After that, Claire just lay there alone in the dark, so very cold, completely still, as if she were already frozen like the other corpses in the water, thinking that freezing to death wasn’t going to be so bad, if it was her time to die, and a lot better than her bones being smashed apart with a bat. In time, even those thoughts faded away and she began to feel sleepy and content, and slowly entered into a lovely dream where she was snuggled up close to Black at home in their bed, warm and cozy, his arms around her, where she always felt safe and secure and happy. That was the last conscious thought she had, except that death seemed to be slowly creeping up on her, pulling her away as the grim reaper was purported to do. Finally, those thoughts faded, too, and it was just cold and dark with the sound of wind and blowing snow, and then even that faded away, and there was only nothing, nothing at all.
Epilogue
Pacing the floor and worried sick about Claire, Nick Black hadn’t been able to get hold of her or anybody else on their cell phones, the heavy snow making connections impossible for hours. He couldn’t get her coordinates on GPS, either, and didn’t have a clue where she was or what she was doing. But he wasn’t willing to wait any longer and was ready to go out searching for her when his cell phone finally rang around two o’clock in the morning. Caller ID said that it was Claire.
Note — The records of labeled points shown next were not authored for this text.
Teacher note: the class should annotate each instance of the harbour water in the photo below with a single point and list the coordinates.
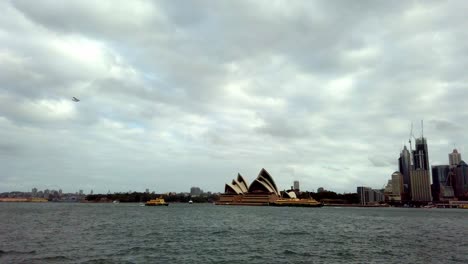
(205, 233)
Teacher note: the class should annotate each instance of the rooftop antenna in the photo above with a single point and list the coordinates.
(411, 135)
(422, 128)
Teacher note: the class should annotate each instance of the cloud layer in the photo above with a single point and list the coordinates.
(180, 94)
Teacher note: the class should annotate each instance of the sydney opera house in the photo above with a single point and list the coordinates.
(262, 191)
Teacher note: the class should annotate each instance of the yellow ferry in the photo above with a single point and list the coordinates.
(156, 202)
(295, 202)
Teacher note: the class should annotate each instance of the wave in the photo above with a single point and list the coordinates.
(291, 252)
(14, 252)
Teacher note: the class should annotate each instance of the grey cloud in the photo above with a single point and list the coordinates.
(192, 92)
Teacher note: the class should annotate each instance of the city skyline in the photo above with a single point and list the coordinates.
(172, 95)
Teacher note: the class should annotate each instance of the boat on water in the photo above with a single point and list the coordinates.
(295, 202)
(156, 202)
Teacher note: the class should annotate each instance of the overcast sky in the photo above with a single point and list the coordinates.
(177, 94)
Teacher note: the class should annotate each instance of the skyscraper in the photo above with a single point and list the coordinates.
(440, 180)
(420, 186)
(296, 185)
(460, 180)
(404, 166)
(454, 158)
(419, 173)
(420, 154)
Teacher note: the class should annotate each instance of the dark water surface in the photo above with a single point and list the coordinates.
(205, 233)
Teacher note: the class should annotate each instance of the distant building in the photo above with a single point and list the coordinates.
(420, 185)
(195, 191)
(369, 196)
(454, 158)
(460, 180)
(441, 183)
(393, 190)
(420, 154)
(404, 166)
(296, 185)
(397, 180)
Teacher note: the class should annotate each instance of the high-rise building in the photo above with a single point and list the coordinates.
(404, 166)
(397, 179)
(460, 180)
(420, 154)
(420, 185)
(440, 182)
(196, 191)
(296, 185)
(369, 196)
(419, 173)
(454, 158)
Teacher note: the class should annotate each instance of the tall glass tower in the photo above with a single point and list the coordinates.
(404, 166)
(420, 155)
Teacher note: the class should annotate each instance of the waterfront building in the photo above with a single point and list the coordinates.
(369, 196)
(441, 183)
(420, 185)
(397, 180)
(262, 191)
(420, 154)
(460, 180)
(195, 191)
(419, 173)
(404, 166)
(296, 185)
(454, 158)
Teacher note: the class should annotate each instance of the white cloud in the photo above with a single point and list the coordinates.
(175, 94)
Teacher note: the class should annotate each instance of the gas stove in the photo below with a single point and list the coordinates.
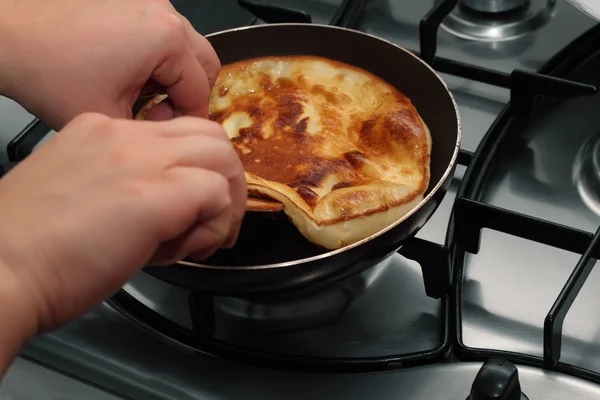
(517, 226)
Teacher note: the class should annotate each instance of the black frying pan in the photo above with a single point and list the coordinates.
(271, 258)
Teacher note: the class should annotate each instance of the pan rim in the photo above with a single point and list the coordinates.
(426, 199)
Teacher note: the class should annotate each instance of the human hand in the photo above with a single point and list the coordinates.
(64, 57)
(104, 197)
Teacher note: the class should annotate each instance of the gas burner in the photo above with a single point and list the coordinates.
(586, 173)
(498, 20)
(295, 314)
(494, 6)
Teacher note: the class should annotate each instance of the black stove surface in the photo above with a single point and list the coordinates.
(213, 15)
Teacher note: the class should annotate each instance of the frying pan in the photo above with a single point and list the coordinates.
(271, 258)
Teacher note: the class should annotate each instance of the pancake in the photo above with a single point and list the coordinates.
(344, 152)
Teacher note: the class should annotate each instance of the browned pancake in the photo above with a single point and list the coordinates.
(344, 152)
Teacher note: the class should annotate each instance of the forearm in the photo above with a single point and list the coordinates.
(18, 322)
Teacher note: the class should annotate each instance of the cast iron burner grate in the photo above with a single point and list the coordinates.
(525, 88)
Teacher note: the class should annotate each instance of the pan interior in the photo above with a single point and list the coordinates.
(269, 238)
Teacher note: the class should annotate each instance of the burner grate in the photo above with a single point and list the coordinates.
(470, 215)
(468, 218)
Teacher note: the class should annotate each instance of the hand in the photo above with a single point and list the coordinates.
(104, 197)
(64, 57)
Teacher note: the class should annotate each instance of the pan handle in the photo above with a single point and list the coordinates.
(5, 167)
(434, 260)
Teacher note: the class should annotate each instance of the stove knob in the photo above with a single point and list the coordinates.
(497, 380)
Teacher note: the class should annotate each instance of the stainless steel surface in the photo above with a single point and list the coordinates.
(141, 366)
(590, 7)
(26, 380)
(493, 6)
(509, 286)
(541, 177)
(365, 328)
(13, 118)
(495, 27)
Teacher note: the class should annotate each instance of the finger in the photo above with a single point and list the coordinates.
(200, 242)
(185, 83)
(204, 52)
(209, 151)
(188, 126)
(163, 111)
(189, 197)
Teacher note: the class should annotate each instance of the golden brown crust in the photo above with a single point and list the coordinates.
(331, 142)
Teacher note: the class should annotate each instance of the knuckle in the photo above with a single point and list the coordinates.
(221, 187)
(171, 28)
(90, 118)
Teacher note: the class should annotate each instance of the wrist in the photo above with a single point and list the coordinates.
(11, 28)
(19, 320)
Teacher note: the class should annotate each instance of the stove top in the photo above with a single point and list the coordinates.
(150, 341)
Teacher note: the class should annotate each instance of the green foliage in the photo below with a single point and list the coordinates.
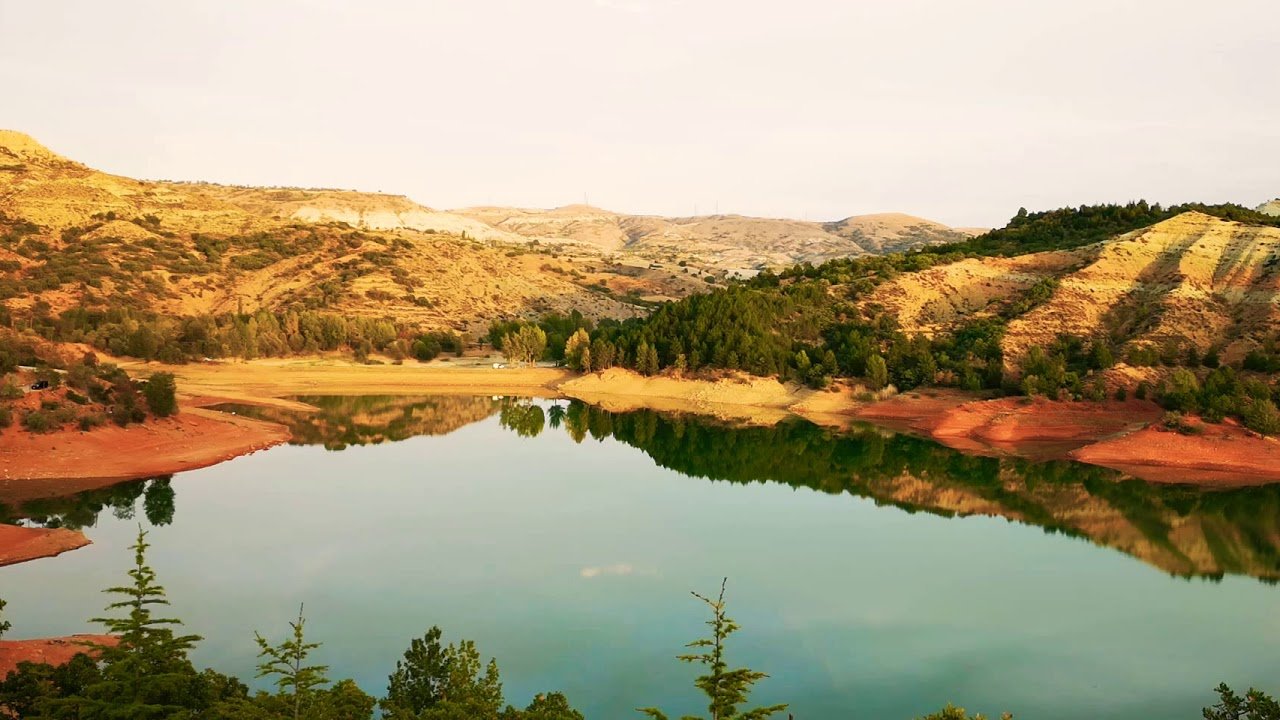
(544, 706)
(419, 680)
(150, 336)
(428, 346)
(1255, 705)
(295, 680)
(147, 673)
(725, 688)
(522, 417)
(160, 392)
(577, 351)
(525, 345)
(952, 712)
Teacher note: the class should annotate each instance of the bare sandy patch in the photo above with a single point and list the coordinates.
(737, 397)
(21, 545)
(193, 438)
(1217, 454)
(53, 651)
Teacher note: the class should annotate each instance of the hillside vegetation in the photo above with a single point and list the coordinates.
(76, 237)
(1074, 318)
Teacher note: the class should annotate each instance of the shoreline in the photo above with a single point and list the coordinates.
(1109, 433)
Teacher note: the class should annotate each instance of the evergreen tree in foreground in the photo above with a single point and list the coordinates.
(723, 687)
(287, 662)
(147, 674)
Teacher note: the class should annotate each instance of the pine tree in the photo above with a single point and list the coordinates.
(576, 347)
(287, 661)
(147, 673)
(723, 687)
(419, 680)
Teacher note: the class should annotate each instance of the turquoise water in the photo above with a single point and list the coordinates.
(571, 563)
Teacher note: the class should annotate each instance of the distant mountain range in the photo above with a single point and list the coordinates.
(72, 235)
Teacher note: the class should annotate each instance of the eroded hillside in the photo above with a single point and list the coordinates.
(73, 236)
(731, 242)
(1192, 281)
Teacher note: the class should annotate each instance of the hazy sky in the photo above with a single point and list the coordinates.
(951, 109)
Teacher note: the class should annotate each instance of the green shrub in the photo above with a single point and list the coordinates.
(160, 393)
(1262, 417)
(37, 422)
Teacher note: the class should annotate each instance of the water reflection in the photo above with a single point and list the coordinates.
(82, 510)
(1180, 529)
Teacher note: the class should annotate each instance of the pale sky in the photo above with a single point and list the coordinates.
(950, 109)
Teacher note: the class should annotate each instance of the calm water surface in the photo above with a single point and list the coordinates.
(565, 541)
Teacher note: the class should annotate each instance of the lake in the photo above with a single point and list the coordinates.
(874, 574)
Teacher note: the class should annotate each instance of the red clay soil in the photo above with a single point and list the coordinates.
(1015, 420)
(54, 651)
(193, 438)
(1215, 454)
(1014, 425)
(917, 411)
(19, 545)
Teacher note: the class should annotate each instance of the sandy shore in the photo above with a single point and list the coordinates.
(741, 397)
(1216, 454)
(19, 545)
(1106, 433)
(259, 381)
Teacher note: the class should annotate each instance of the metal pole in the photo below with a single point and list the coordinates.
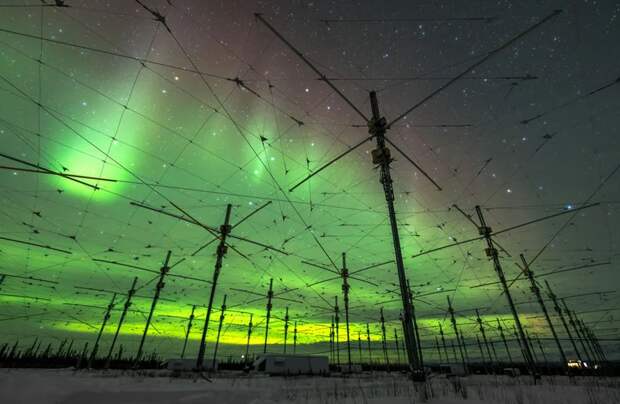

Damn it, she was way out of line this time.
She should have called him and let him know where she was. What the hell was she doing out in a raging blizzard in the middle of the night?
“Claire! Where the hell are you? You all right?”
“Hey, Nick. Listen, it’s Joe McKay. I’m at the hospital. . . .”
Black went rigid. “Where’s Claire? Is she okay?”
“Well, actually she’s pretty messed up, but she’s gonna be okay, they think.”
Black shut his eyes, and his heart pretty much just stopped. “What happened to her?”
“She got herself into some trouble with those maniacs she was tracking. I heard gunfire out in my backwoods, and I took off out there on the snowmobile to see what was going down. That’s when I found them.”
“Found who? For God’s sake, Joe, tell me what happened!”
“Claire, and some FBI agent she knows named Laurie Dale. Claire was lying unconscious in the snow, wet and half frozen. God, Nick, I thought she was dead, for sure.”
“Oh, God.”
“Somebody worked her over pretty good. The Dale woman was gunshot but still on her feet, and some guy with them had been shot, too, and was barely breathing. I got them all back to my house as quick as I could and wrapped them up in blankets, and then got them down here to Canton County Medical in my truck. Claire’s asking for you. Told me to call you and tell you that she was okay and ask you to come to the hospital.”
“I’m on my way.”
Despite the inclement weather, Black made it to the hospital in the Humvee in less than ten minutes. He pushed through the emergency room doors and found Joe McKay just inside the entrance, leaning against the wall and waiting for him.